慣れる前は旧札と新札を持っていたら率先して旧札を会計に使っていましたが、慣れてくると今度は逆に新札を先に使いたくなります。
価値観が大逆転した瞬間です。
戦前と戦後では先生の言うことが正反対になったという話を知っていますが、そのような一大事でなくとも、世間にはこの程度の価値観の大逆転は溢れていることでしょう。
ちょっと前まであんなこと言ってたくせに!というのは割とよくあることでして、特に政治家の先生なんかはかつての発言について何年経ってもいろいろ言われるものですが、かつての発言と主張が変わっているというのは悪いばかりではないと思います。
出会った頃はあんなに愛してくれていたのに、ということもよくあります。
例えば字がめちゃくちゃ汚いことを知ったとか、その程度のことで価値観は大逆転してしまいます。どこに何のスイッチがあるかはわかりませんが、いまだに全国各地で見つかる不発弾と同じように、どこにあってもおかしくないのが価値観大逆転スイッチなのです。

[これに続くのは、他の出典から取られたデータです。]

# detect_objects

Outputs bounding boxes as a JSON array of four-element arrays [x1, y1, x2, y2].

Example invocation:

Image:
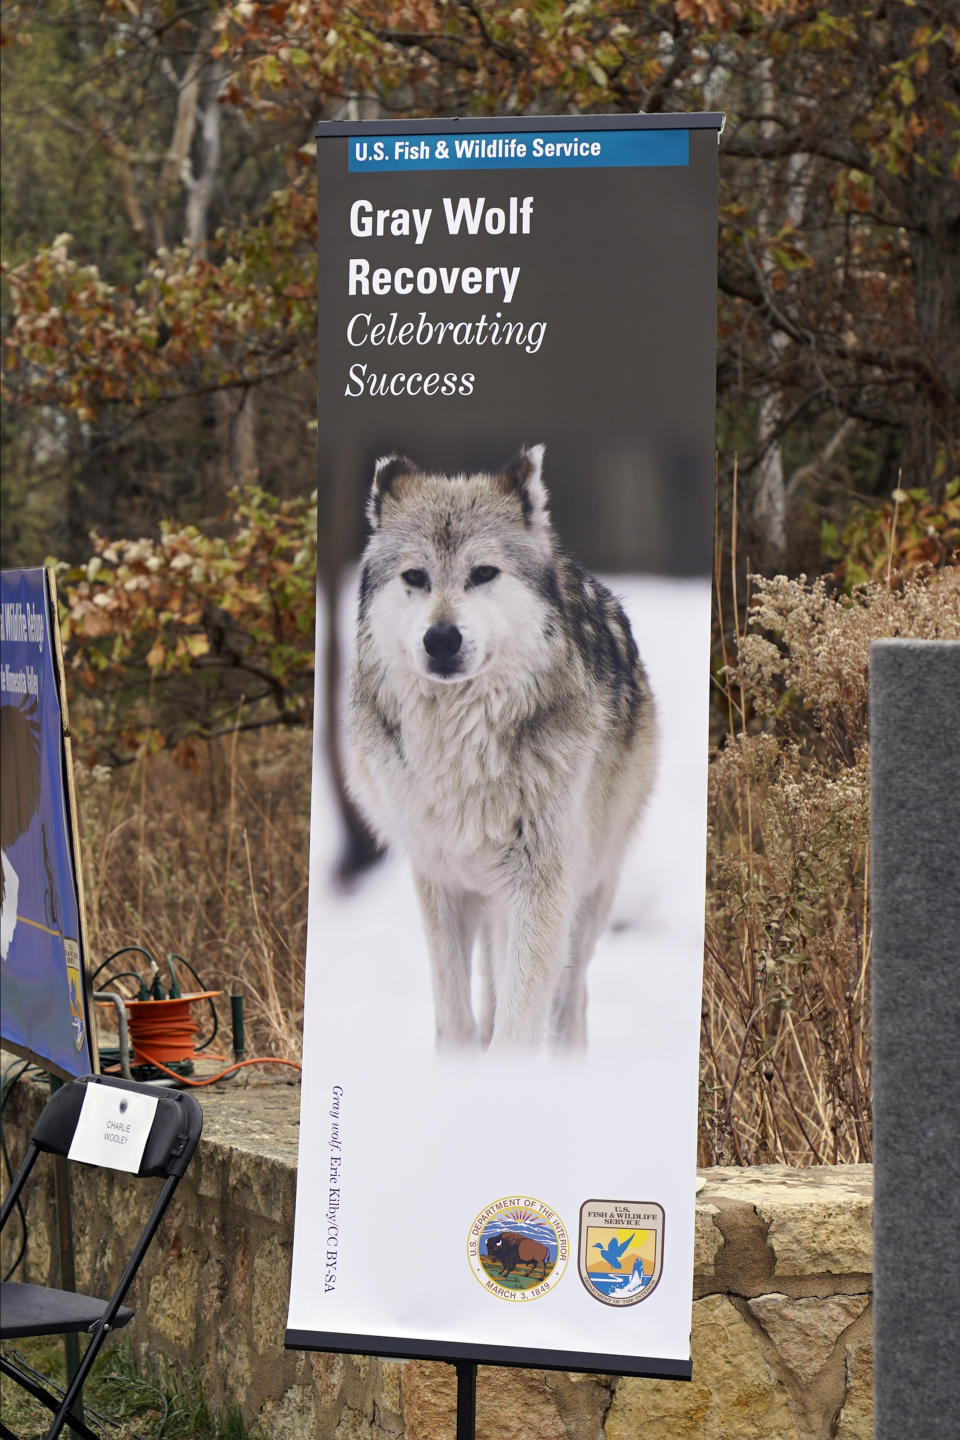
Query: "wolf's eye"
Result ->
[[469, 565, 500, 587], [401, 568, 428, 588]]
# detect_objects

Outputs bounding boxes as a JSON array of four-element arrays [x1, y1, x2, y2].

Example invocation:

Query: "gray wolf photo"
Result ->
[[346, 445, 657, 1055]]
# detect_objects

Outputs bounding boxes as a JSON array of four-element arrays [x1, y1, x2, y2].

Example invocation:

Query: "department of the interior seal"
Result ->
[[468, 1196, 568, 1303]]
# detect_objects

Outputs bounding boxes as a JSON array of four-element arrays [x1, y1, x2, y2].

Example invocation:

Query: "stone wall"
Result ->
[[1, 1074, 873, 1439]]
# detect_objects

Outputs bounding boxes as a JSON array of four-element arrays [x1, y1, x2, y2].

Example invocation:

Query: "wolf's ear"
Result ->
[[502, 444, 548, 528], [368, 454, 415, 530]]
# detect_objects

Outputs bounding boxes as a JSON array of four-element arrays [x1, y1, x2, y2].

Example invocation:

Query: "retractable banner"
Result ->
[[288, 114, 722, 1376], [1, 567, 96, 1078]]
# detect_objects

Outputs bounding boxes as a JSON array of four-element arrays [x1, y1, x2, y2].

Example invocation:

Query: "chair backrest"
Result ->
[[30, 1074, 203, 1179]]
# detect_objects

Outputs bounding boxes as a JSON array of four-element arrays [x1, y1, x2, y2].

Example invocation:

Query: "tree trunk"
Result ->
[[184, 58, 224, 248], [215, 387, 258, 487], [905, 213, 960, 490], [752, 63, 810, 569]]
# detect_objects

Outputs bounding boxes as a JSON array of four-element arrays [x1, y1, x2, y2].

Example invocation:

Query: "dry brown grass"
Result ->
[[77, 726, 311, 1061], [701, 563, 960, 1164], [74, 562, 959, 1160]]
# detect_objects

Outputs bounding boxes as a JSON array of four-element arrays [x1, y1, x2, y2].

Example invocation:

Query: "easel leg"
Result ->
[[51, 1076, 85, 1438], [455, 1360, 477, 1440]]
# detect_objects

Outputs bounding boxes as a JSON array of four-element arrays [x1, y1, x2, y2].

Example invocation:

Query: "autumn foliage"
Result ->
[[4, 190, 316, 423], [58, 486, 316, 764], [3, 1, 959, 570]]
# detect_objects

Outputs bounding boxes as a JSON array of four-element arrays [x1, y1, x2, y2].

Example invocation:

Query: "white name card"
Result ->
[[68, 1085, 159, 1173]]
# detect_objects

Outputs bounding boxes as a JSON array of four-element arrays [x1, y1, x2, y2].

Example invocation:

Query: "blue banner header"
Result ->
[[349, 129, 689, 173]]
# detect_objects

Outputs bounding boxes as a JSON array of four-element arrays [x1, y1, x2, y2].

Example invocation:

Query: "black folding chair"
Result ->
[[0, 1074, 203, 1440]]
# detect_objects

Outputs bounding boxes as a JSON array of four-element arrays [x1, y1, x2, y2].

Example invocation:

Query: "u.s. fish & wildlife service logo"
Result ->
[[468, 1196, 568, 1302], [64, 938, 85, 1053], [578, 1199, 664, 1306]]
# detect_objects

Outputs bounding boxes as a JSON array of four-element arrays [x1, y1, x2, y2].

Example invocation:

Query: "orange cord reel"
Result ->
[[124, 991, 221, 1067], [95, 972, 301, 1086]]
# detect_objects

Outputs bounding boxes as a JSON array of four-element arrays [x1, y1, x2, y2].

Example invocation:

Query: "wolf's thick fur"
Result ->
[[347, 446, 657, 1054]]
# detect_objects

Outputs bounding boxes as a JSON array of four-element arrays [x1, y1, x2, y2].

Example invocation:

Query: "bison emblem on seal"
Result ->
[[485, 1230, 550, 1279]]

極右とか極左とかいう言い方がありますが、遠くから眺めていると国を想う気持ちには共通するものがあるようにも思います。端っこと端っこは案外隣り合わせだったりするものです。いまはお互いを罵り合うことで自分の居場所を固くしているようですが、もう少し歩み寄り話し合いをすれば案外、がっちり握手ができるような気がしないでもありません。政治家の先生たちは皆さんきっと「国をよくする」ために動いているはずであり、つまり、目的は同じなんですから、もっとちゃんと話をすればいいのにどういうわけか、他者を罵ることばかりに躍起になっております。ある日突然、極右が極左になることも、その逆も、あるいは少しばかり真ん中に寄っていくということもあり得る話なんですから、いま認められないからといって他を貶めることはないはずです。
中学二年の息子が国語の用言の学習について「意味がない」と言っておりましたが、後年、価値観大逆転スイッチが入り、突如として「意味」が湧いてくることだってあるものです。たかだか十数年生きてきた経験でもって、簡単に「意味がない」と切り捨ててしまうのは危険なことなんですが、若さってそのくらい危ういものじゃあないかとも思う。あの若さゆえの危うさが懐かしい反面、大人になったいま、やはり陥ってほしくないという思いが湧き起こってくるのは、この年になるまでのどこかのタイミングで私にも価値観の大逆転があったのです。
価値観が凝固してしまうより、変幻自在の柔らかさを持っているほうが、気分が楽です。そうありたいと思いつつ、ゆずれないことも思いのほか多い。このnoteにも毎度同じことを書いているような気がする。